Il nodo dei pozzi e degli allevamenti
Del tutto aperto il fronte dei controlli sui pozzi con cui le aziende agricole irrigano e gli allevatori abbeverano gli animali. La nota della Regione del 21 marzo scorso, che indicava alle Usl la necessità di analisi semestrali sulle acque a totale carico delle aziende ha provocato una levata di scudi del mondo agricolo, gia messo a dura prova dalla siccità e dal crollo dei prezzi. «L’impressione è che manchi una regia unica – osserva sull’Arena la Coldiretti vicentina – visto che ci sono Comuni che emettono ordinanze di chiusure dei pozzi ed altri no, per cui chiediamo che ci siano analisi e misure univoche in tutto il territorio interessato dal problema, in modo da programmare un risanamento reale dell’intera area».
Il presidente regionale della Coldiretti, Martino Cerantola, sottolinea sul Giornale di Vicenza come nella zona che ha fatto registrare le concentrazioni maggiori di Pfas ci sono almeno 150 aziende, per oltre 1.200 capi di bestiame. Capi che, con la bella stagione, consumano ognuno dai 60 ai 110 litri d’acqua al giorno.
«E con le ordinanze che hanno chiuso ipozzi – continua Cerantola – come facciamo? I provvedimenti dicono solo che l’acqua non si può utilizzare, ma soluzioni non ne propongono. Per le aziende collegate all’acquedotto si può pensare a un allacciamento alla rete idrica ma per le altre?». In sostanza, chi potrà, pagando, si allaccerà ai rubinetti.

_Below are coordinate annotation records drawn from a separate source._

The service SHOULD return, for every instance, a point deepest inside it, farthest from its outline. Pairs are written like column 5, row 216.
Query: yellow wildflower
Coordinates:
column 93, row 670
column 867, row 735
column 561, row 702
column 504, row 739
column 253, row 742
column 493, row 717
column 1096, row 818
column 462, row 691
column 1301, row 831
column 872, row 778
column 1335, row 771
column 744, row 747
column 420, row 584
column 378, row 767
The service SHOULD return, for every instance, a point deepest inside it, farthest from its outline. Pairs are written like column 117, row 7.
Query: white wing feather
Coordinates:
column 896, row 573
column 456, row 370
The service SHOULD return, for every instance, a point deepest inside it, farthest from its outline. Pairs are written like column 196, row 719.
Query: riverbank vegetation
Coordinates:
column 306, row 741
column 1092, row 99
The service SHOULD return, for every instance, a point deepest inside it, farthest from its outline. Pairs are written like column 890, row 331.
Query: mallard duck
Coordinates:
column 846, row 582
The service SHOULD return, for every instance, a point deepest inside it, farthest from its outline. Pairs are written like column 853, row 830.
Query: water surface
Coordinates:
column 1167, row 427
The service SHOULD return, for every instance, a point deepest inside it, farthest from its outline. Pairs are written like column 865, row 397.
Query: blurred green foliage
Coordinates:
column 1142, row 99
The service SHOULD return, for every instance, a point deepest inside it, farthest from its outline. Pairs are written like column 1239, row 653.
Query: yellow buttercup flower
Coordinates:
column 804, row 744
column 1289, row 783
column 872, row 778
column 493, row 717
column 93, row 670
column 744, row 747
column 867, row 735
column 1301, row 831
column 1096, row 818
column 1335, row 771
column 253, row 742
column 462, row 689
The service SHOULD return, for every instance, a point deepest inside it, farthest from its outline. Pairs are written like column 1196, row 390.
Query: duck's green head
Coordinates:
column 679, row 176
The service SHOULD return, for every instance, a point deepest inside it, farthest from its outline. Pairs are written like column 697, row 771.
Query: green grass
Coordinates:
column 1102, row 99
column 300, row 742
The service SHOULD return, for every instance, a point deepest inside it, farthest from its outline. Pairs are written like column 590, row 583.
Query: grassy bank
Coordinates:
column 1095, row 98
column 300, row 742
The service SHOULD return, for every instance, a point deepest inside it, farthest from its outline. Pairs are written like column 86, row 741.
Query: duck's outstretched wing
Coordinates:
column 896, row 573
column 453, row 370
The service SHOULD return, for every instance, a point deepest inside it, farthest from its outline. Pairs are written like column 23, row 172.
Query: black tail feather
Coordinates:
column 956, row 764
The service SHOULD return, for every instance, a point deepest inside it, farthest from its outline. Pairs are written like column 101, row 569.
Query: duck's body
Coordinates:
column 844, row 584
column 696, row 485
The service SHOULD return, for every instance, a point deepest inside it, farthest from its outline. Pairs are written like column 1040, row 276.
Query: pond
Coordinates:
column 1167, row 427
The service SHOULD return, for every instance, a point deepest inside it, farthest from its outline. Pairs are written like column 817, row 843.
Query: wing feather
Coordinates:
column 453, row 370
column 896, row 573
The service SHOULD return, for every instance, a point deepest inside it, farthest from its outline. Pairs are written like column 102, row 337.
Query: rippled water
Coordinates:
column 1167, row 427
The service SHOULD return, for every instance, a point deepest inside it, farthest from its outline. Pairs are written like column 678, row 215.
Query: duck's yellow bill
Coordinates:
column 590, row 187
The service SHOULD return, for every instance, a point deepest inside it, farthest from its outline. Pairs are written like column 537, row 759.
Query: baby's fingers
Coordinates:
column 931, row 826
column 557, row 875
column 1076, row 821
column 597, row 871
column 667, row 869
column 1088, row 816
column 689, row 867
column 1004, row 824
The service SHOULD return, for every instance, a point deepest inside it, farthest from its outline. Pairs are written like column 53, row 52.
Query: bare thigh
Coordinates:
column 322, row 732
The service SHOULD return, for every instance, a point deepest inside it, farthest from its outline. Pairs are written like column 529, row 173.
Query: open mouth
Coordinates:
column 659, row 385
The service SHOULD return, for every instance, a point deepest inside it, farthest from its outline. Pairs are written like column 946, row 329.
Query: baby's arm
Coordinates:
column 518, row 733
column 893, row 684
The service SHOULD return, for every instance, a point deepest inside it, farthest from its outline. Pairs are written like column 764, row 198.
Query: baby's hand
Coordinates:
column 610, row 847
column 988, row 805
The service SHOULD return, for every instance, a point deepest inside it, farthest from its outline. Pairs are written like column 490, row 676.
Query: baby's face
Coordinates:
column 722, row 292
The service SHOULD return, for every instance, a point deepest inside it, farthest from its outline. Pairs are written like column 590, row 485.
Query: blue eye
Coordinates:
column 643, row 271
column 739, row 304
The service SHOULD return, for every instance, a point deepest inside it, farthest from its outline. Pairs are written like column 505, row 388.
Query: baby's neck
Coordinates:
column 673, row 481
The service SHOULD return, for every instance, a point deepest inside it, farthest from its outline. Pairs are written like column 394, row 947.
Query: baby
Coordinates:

Per gli altri si prospetta una teoria di autobotti che faranno la spola finché la situazione non tornerà sotto il livello di guardia.
«Da quanto ci risulta – continua Cerantola – nella zona contaminata bisognerà provvedere a controlli semestrali. Oggi, ogni intervento costa dai 90 ai 150 euro: per ogni azienda si tratterebbe di una spesa aggiuntiva di 200-300 euro I’anno. E una cifra che di questi tempi non ci possiamo permettere, e in ogni caso è una questione di principio. Come minimo, dovrebbe arrivare qualche aiuto dalla mano pubblica. E’ chiaro che gli agricoltori non possono pagare per colpe non loro». Sullo sfondo, peraltro, resta l’incognita del futuro dei bovini contaminati, scrive sempre il Giornale di Vicenza. Sono almeno milleduecento animali che negli ultimi anni si sono abbeverati alle fonti “arricchite” di sostanze perfluoro-alchiliche. La durata relativamente breve della vita di un bovino dovrebbe impedire concentrazioni record di Pfas nelle carni, ma su questo fronte i dubbi si moltiplicano.
E i servizi veterinari?
In questo quadro allarmante, il ruolo e i compiti specifici dei servizi veterinari, totalmente “ignorati” nella nota regionale del 21 marzo, a firma di Francesca Russo, non sono per nulla chiari. Col rischio di differenti disposizioni da Usl e Usl. E la mancanza di chiarezza nelle indicazioni, unita alla confusione a livello di competenze, non è mai un buon viatico per la soluzione di emergenze sanitarie ed ambientali di vasta portata.